Sarah Annie Williamson died on the 21st September 1908 at Bardoc (on Crown Land), she was 55 years old and died from cancer of the uterus. She was the daughter of George Handley, a sea captain and Jane Brownell. She was born in Hobart Tasmania on the 1st Oct 1852 and she married in Beaconsfield Tasmania in 1875 at the age of 22yrs to William Williamson. She was to travel to Western Australia in 1898 with her husband and remained there till her death ten years later in 1908. Sarah and William had no children.

Bardoc Hotel

Taken in 1897.
Left: M. [Maggie] Steedman, afterwards Mrs George Jessop
Centre: W. [William] Steedman
Right: Sarah Hurley, afterwards Mrs Roly Cridland”

Her family must have remembered her to have erected the headstone to mark her place of burial in this lonely place.  Frank may think that he is not a gifted writer but when he speaks of the silence of the bush all but for the wind moving through the trees I can feel what he means as I too have many times been in a lonely cemetery with nothing but the wind to hear. It doesn’t feel like a sad or lonely place to me but one of peace, perfect for a final resting place. Much better than in a packed urban cemeteries surrounded by Frank’s sole-less suburbs.

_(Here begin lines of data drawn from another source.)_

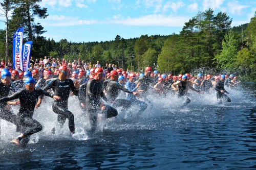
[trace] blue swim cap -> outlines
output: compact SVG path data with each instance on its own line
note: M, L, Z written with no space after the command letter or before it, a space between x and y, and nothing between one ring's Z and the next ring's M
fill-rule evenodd
M201 74L201 73L199 73L198 75L197 75L197 77L202 77L203 76L203 75Z
M91 72L90 71L90 70L86 71L86 76L90 76L90 74L91 74Z
M4 79L6 77L11 77L12 75L7 68L4 68L1 70L1 76L2 79Z
M26 71L24 72L24 75L23 77L32 77L31 72L29 71Z
M123 80L123 79L125 79L125 78L123 76L119 76L118 77L118 81L120 81L121 80Z
M29 83L35 83L35 80L32 77L28 77L24 80L25 85L27 85Z
M154 75L155 75L157 73L158 73L158 70L155 70L155 71L154 71L153 73L154 73Z
M141 73L140 74L140 76L139 77L139 78L141 78L142 77L144 77L144 73Z
M162 74L161 77L163 78L163 79L165 79L166 78L166 75L165 74Z

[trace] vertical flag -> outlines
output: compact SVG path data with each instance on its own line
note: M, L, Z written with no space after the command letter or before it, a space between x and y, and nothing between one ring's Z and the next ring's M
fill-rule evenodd
M12 68L23 70L22 43L24 27L18 28L14 32L12 41Z
M22 61L23 71L27 71L30 64L32 41L25 42L22 48Z

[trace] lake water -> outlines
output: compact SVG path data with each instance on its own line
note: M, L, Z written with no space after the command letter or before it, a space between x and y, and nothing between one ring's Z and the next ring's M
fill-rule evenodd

Bardoc Cemetery is located on the Mt Vetters Station and permission is needed to visit the site. There are 27 people buried there. It is 51 kms North of Kalgoorlie on the road to Leonora. There are two cemetery reserves at Bardoc.  The first area was considered too close to the town and a second cemetery was designated further out and the plan was to exhume the bodies already buried in the first cemetery and re bury them but this never happened.

Where ever you are today Frank I hope that you still visit Bardoc. if only in your thoughts.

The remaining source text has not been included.